Challenger Ltd (ASX:CGF) has given its September 2020 quarter update. Is it too cheap to miss?

Challenger Ltd (ASX: CGF) has given its September 2020 quarter update. Is it too cheap to miss?

Challenger is a large Australian fund manager and it’s the leading provider of annuities in the country.

Challenger’s September 2020 update

The annuity business revealed that its group assets under management (AUM) increased by 4% for the quarter to $89 billion.

Its ‘Life’ investment assets grew by 4%. Annuity sales increased by 46% compared to the prior corresponding period. It saw total book growth of 0.8% for the quarter. Challenger also benefited from positive returns during the quarter.

Challenger’s funds under management (FUM) grew by 5% for the quarter, including $3.6 billion of net inflows.

Management said that there has been significant progress of deploying the Life cash balance into higher yielding investments.

There were a couple of highlights within the annuity sales. Lifetime sales included $114 million from a new institutional client. Japan (MS Primary) sales were $391 million, an increase of 79%.
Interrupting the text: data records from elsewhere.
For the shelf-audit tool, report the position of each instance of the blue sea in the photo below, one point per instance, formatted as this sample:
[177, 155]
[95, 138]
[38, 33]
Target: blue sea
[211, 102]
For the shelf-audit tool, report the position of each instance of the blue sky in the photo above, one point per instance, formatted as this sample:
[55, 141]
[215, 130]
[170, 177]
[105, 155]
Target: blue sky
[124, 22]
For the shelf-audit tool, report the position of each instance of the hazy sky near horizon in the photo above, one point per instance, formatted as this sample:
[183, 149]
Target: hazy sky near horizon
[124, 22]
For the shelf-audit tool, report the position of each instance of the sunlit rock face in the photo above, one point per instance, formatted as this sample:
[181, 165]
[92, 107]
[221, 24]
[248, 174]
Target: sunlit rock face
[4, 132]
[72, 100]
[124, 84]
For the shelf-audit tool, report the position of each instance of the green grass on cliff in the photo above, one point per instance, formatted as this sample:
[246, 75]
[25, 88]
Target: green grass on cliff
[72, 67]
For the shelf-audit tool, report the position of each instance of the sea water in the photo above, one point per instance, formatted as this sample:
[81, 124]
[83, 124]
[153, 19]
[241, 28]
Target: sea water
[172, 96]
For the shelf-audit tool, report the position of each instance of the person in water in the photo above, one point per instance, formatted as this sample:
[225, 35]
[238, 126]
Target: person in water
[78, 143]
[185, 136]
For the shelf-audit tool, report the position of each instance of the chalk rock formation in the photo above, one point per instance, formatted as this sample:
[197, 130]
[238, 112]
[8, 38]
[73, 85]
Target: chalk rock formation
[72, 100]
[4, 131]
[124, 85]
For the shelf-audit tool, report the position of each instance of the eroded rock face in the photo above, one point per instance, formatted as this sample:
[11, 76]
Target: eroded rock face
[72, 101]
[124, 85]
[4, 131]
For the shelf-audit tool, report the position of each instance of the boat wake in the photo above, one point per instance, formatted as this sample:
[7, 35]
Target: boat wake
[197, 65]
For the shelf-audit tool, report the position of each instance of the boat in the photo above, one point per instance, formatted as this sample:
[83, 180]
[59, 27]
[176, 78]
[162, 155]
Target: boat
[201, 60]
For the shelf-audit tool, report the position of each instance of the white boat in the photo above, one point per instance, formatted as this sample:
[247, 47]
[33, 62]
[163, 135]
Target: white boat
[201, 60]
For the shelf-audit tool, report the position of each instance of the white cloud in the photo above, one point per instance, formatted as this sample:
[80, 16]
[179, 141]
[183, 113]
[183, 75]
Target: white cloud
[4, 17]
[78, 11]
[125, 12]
With the higher Australian lifetime and Japanese sales contribution, long term annuity sales represented 49% of total annuity sales, which Challenger says are more valuable because of their longer maturity profile.

Challenger management comments

Challenger Managing Director and CEO Richard Howes said: “Challenger’s performance in the first quarter demonstrates the success of our strategy to diversify our business geographically and across customer segments. Our record annuity sales reflect strong growth in the contribution from Japan as well as domestic institutional and retail annuity sales.

Overall Challenger is well positioned for continued growth with diversified revenue streams in its annuities business, a differentiated funds management offering generating leading flows and a strong capital position.”

Are Challenger shares too cheap to miss?

Challenger reaffirmed its FY21 normalised net profit before tax guidance range of between $390 million and $440 million.

The Challenger share price has risen by almost 5% in early trading, so it’s not as cheap as it was.

Challenger may benefit from the future flows into the superannuation pool. And according to CommSec estimates, it’s priced at around 10 times the estimated earnings for the 2022 financial year.

That looks cheap. But it’s cheap for a reason. Interest rates are very low, meaning Challenger can’t earn much from its fixed interest investments. There are other fund managers which I’d class as ASX growth shares that I would rather buy first like Magellan Financial Group Ltd (ASX: MFG), Australian Ethical Investment Limited (ASX: AEF) and Pacific Current Group Ltd (ASX: PAC).